We found that consonance ratings of chords to be heavily influenced by the frequency range in which the chords are presented. The potential effect of register on consonance ratings has been hinted at in past research (Costa & Nese, 2020; Granot & Eitan, 2011; Lahdelma & Eerola, 2016; Smit et al., 2019; Zwicker & Fastl, 1990) although the results concerning consonance or the closely related concept of tension have been conflicting, and the full range of register has not been explored previously. Based on two separate psychoacoustic effects with concomitant models (roughness and sharpness), we predicted specific decreases in consonance for both low and high registers. The findings were consistent with the predictions and the non-linear relationship between register and consonance could be accurately described with a cubic model. The two acoustic predictors adequately characterized this pattern of observations, although roughness accounted for the dominant part of the overall variance in consonance ratings. The results are also consistent with recent findings about the central role of the critical bandwidth in perceived dissonance; Armitage, Lahdelma, and Eerola (2021) demonstrated that automatic responses to the dissonance of intervals influence affective priming specifically when the fundamentals of the intervals are within the critical bandwidth.

The findings are limited to a single timbre, albeit the most common one (piano) utilized in most C/D studies (see Lahdelma & Eerola 2020). Different timbres will behave differently across the register as the magnitude of the partials will interact with critical bandwidth at the low frequencies and may pronounce the effect of sharpness at high frequencies. The present study lays the foundation of what would be expected with different timbres. It is also worth mentioning that sharpness is an aspect of timbre that is a complex, multidimensional phenomenon, and there are multiple ways preferences for sounds may be impacted by timbral properties, including sharpness (Herbst, 2019), spectral crest, and spectral centroid (McAdams, Douglas, & Vempala, 2017).

The results are consistent with the advice on voicing chords in music; so called close position voicing (where the tones of the chords are in a compact form and within an octave) is to be avoided in low register as they “sound muddy” (McGowan, 2011; Plomp & Levelt, 1965). We surmise that violations of this fundamental music theoretical principle in the low register contributes to the lower consonance ratings of musicians in comparison to non-musicians. Most orchestration guides also warn of arranging instruments and chords to high registers as they will sound “shrill” or “harsh” (Adler, 2002; McGowan, 2011).
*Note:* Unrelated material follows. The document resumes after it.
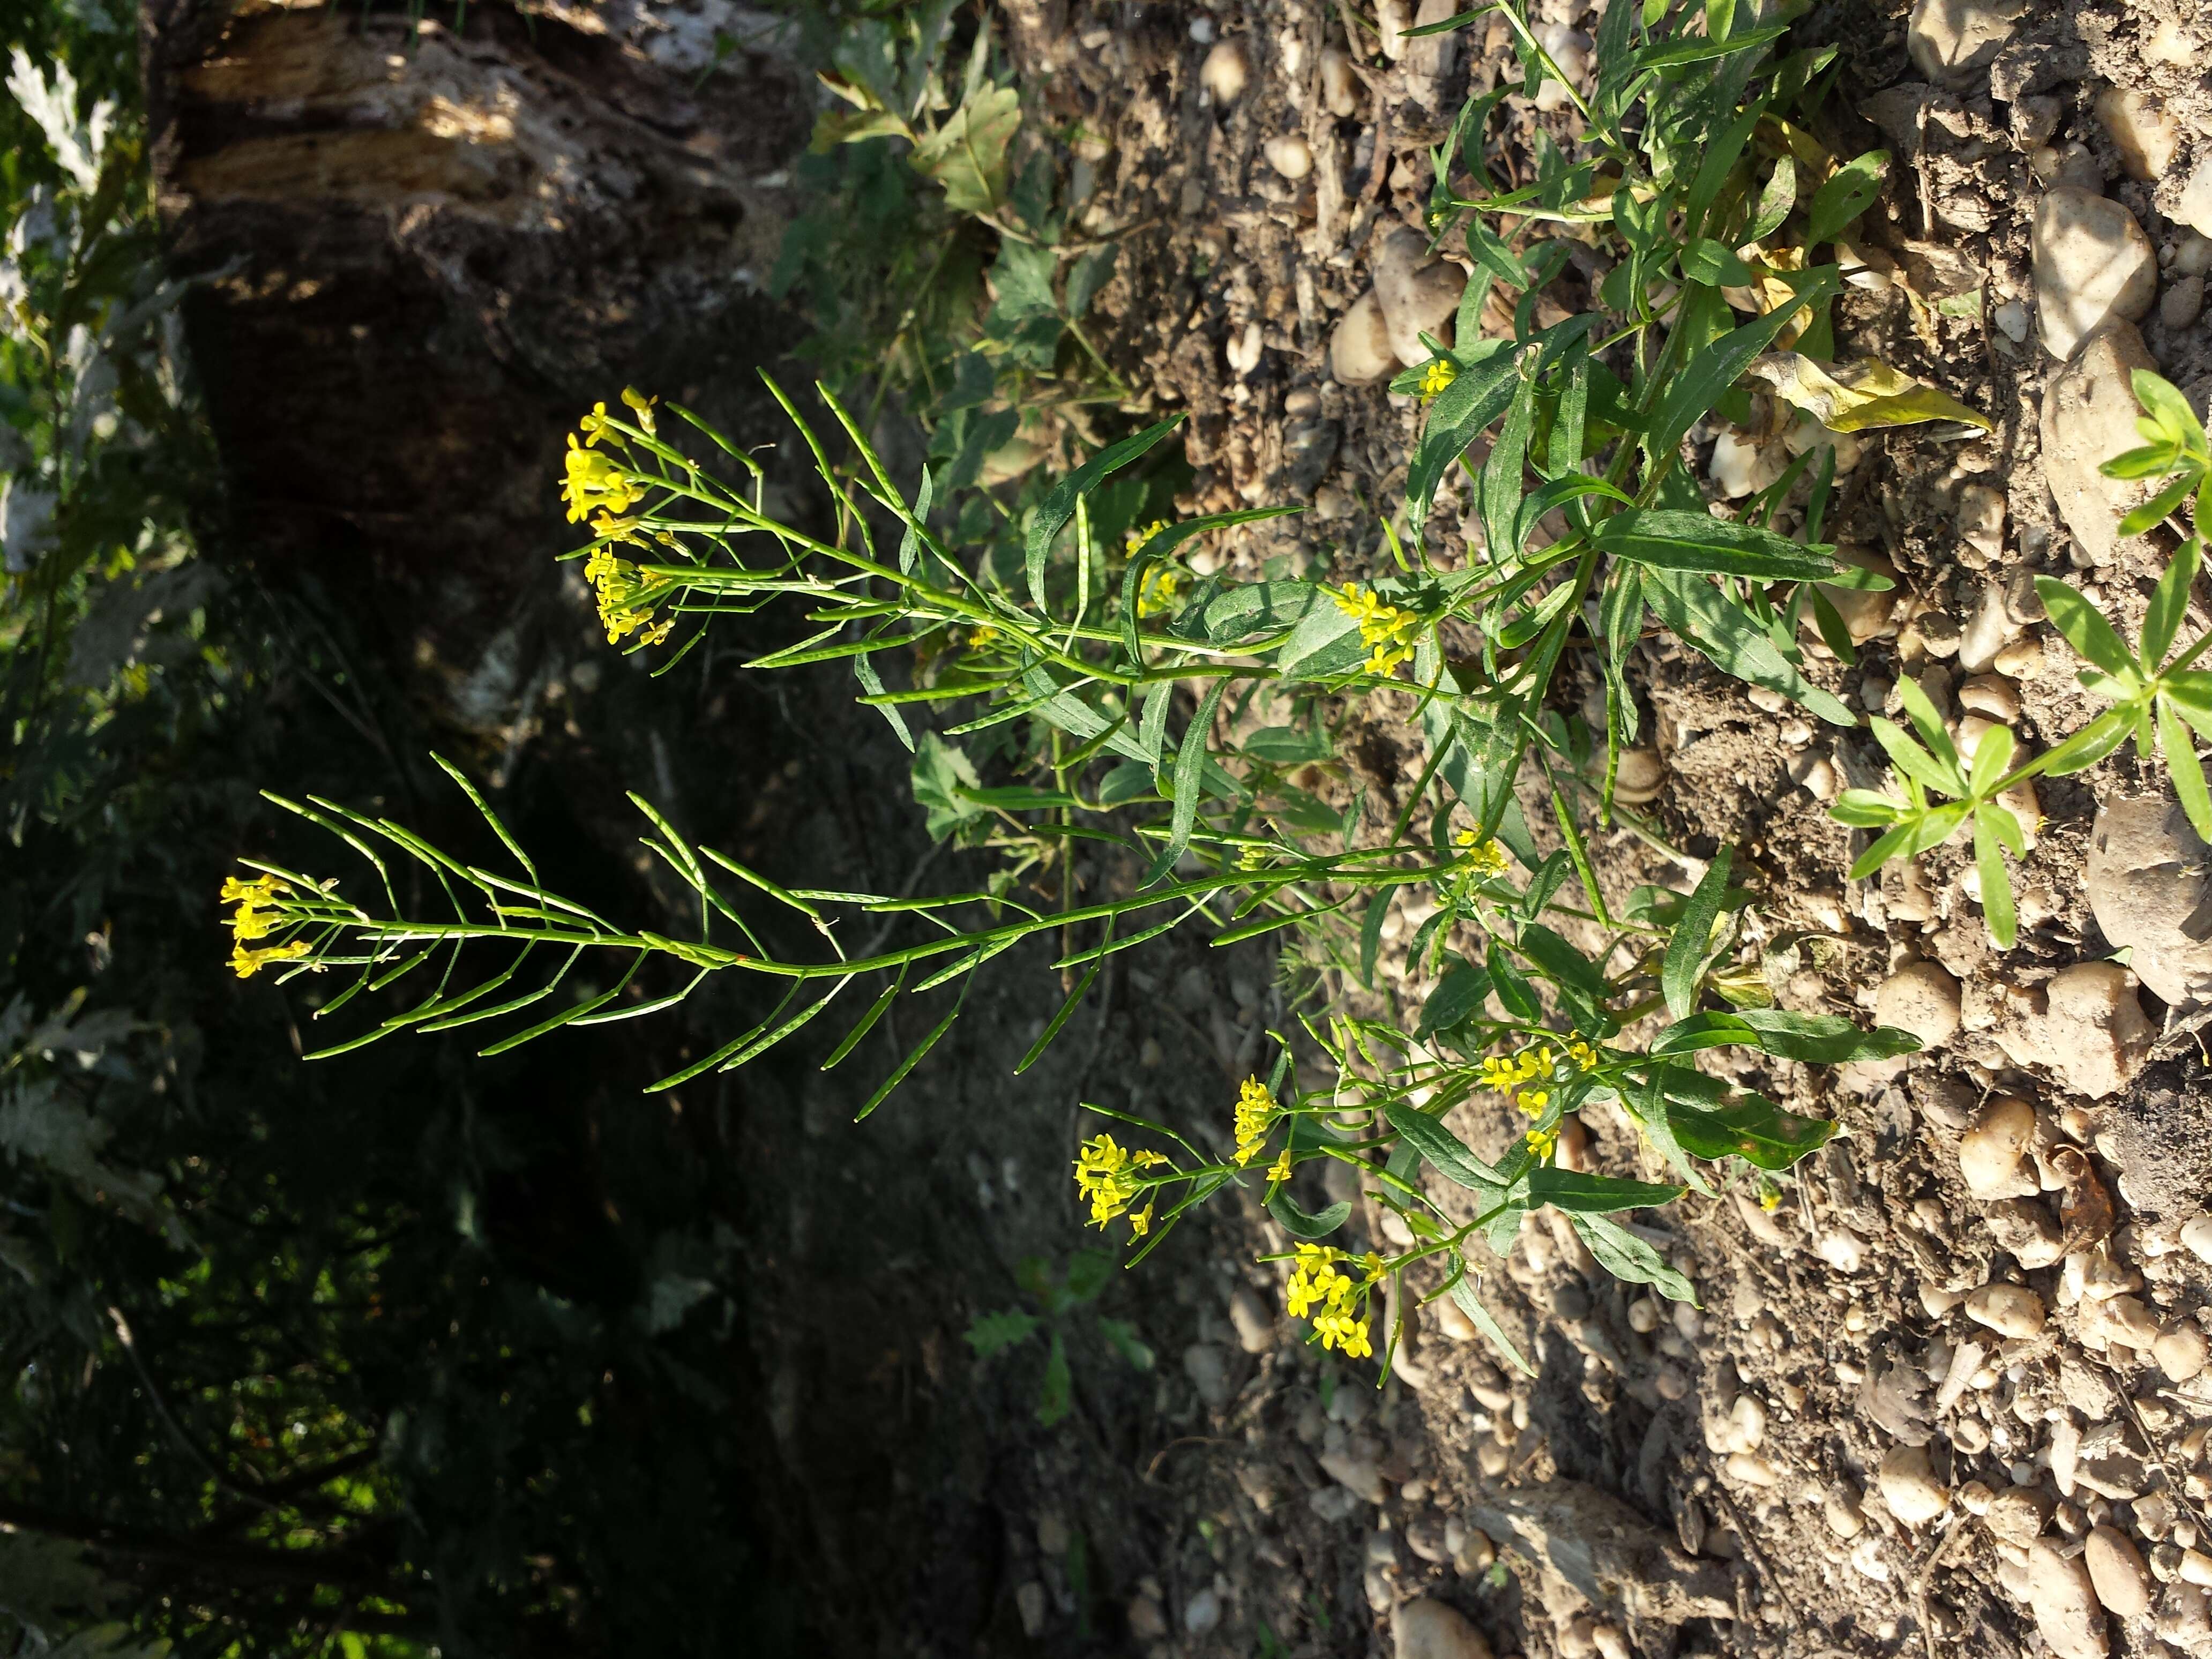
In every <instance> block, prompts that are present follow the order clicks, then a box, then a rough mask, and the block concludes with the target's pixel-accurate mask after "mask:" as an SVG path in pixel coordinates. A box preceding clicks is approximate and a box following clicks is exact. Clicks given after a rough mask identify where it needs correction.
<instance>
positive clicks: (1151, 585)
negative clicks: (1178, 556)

The implication of the results is that assessment and modeling of C/D needs to take register into account. A recent review of C/D models (Harrison & Pearce, 2020) did not include this aspect arguably due to the narrow range of register in past datasets. The current study and the open data offer good prospects to further improve the modeling of C/D. A recent study (Eerola & Lahdelma, 2021) suggests that sharpness has an impact on C/D although the impact of sharpness was small in comparison to roughness in their study and also in the present study. As such, it can be concluded that sharpness has a limited yet distinct impact on perceived C/D as the effect is confined to exclusively the highest register. Overall, this study has demonstrated that a credible account of consonance and dissonance in music needs to incorporate the aspect of register.